Quick, what's the one book Brits of both genders pretend to have read to get a date in the sack? Long Walk to Freedom, the autobiography of Nelson Mandela. Because imprisonment and apartheid are… sexy!
However, men were much more likely to lie about books they've read in order to impress a date, according to the BBC, 46% of men will say they've read Ulysses when they usually read Maxim, while only 33% of women falsely attest to reading Infinite Jest when in reality they move their lips when reading Cosmo. (The NY Times' Rachel Donadio, who delved into the books/dating connection earlier this year in a much-emailed essay, thinks that literary dealbreakers and romance may be a "gender issue": "Brainy women are probably more sensitive to literary deal breakers than are brainy men. (Rare is the guy who’d throw a pretty girl out of bed for revealing her imperfect taste in books.) After all, women read more, especially when it comes to fiction.")
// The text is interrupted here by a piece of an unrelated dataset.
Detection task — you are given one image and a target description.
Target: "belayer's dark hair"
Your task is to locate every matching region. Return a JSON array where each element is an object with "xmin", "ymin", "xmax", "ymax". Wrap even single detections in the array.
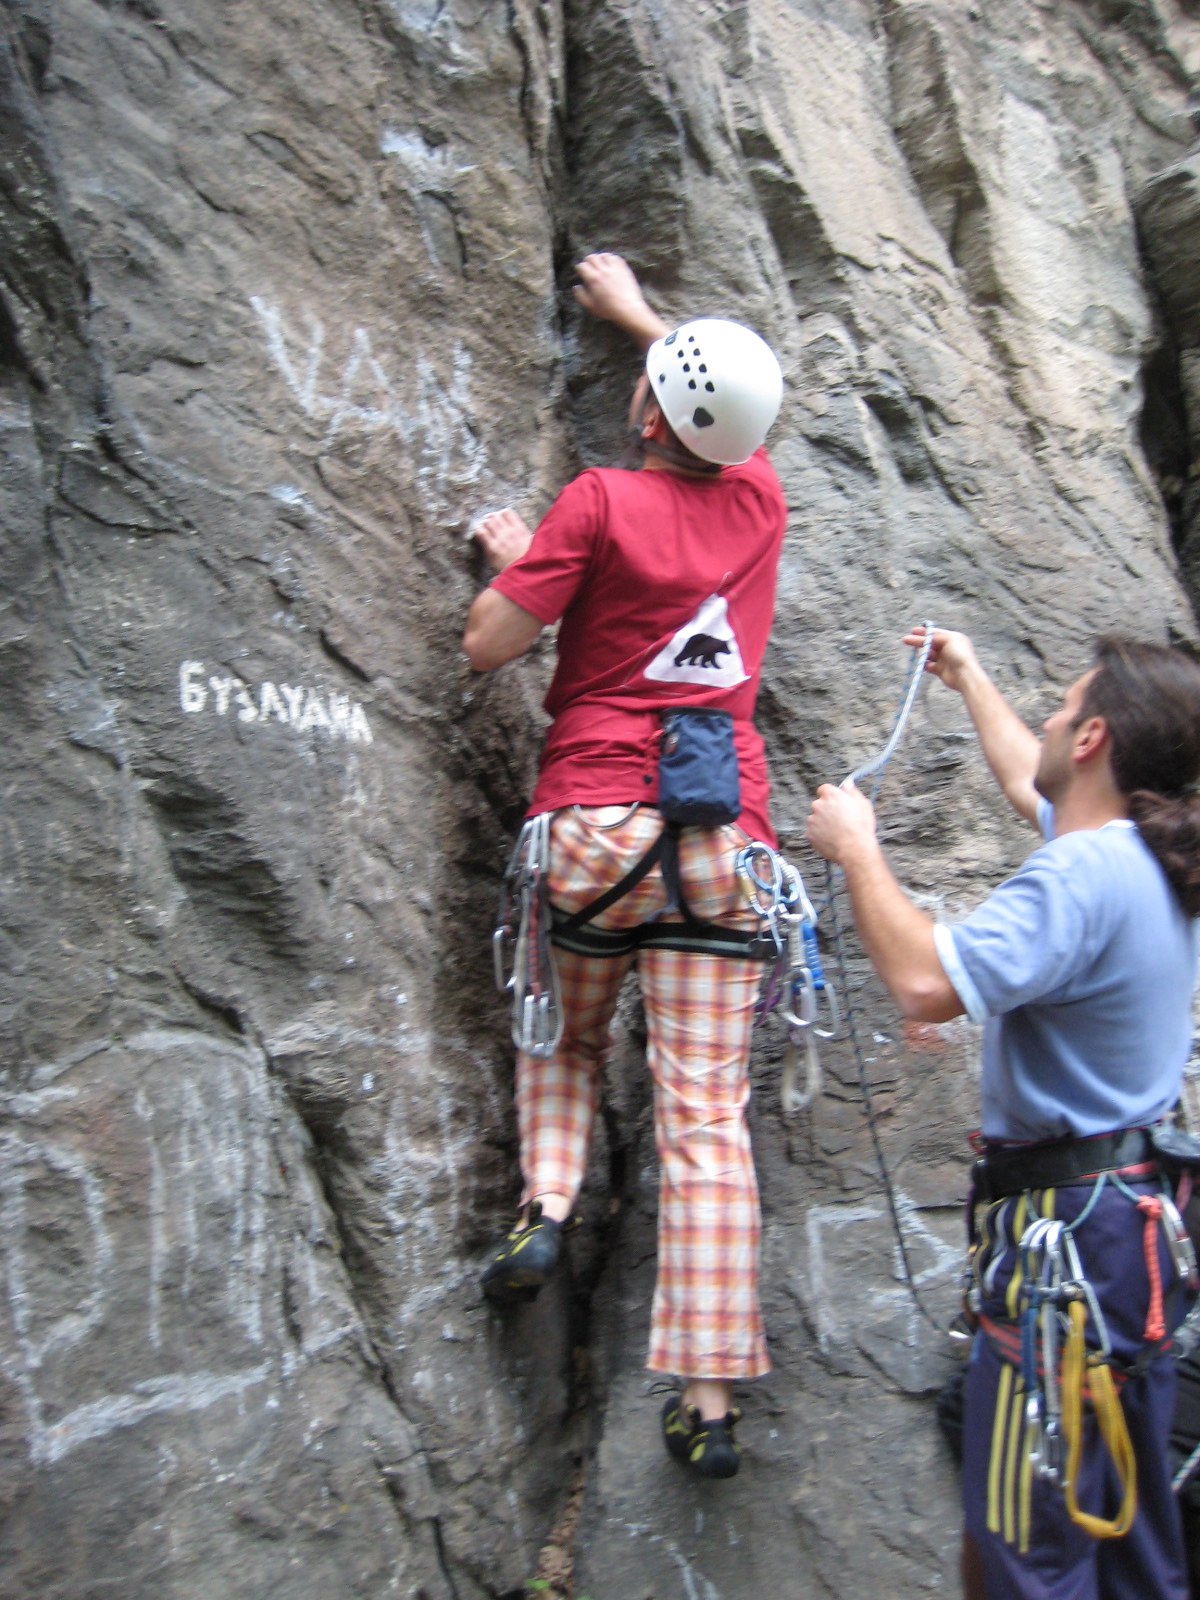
[{"xmin": 1076, "ymin": 635, "xmax": 1200, "ymax": 914}]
These figures are based on a study by the National Year of Reading, and that study found the biggest liars of all were teenagers (shocking, we know). 74% of all teens have lied about having read things, but those things weren't great works of literature, they were "social networking pages or song lyrics." Honor Wilson-Fletcher, the director of the National Year of Reading project, isn't upset that people are lying rampantly about their reading experiences. "For all the talk of our superficial obsession with beauty, it looks like underneath it all we know that brains contribute to sex appeal too," Fletcher says. Aw.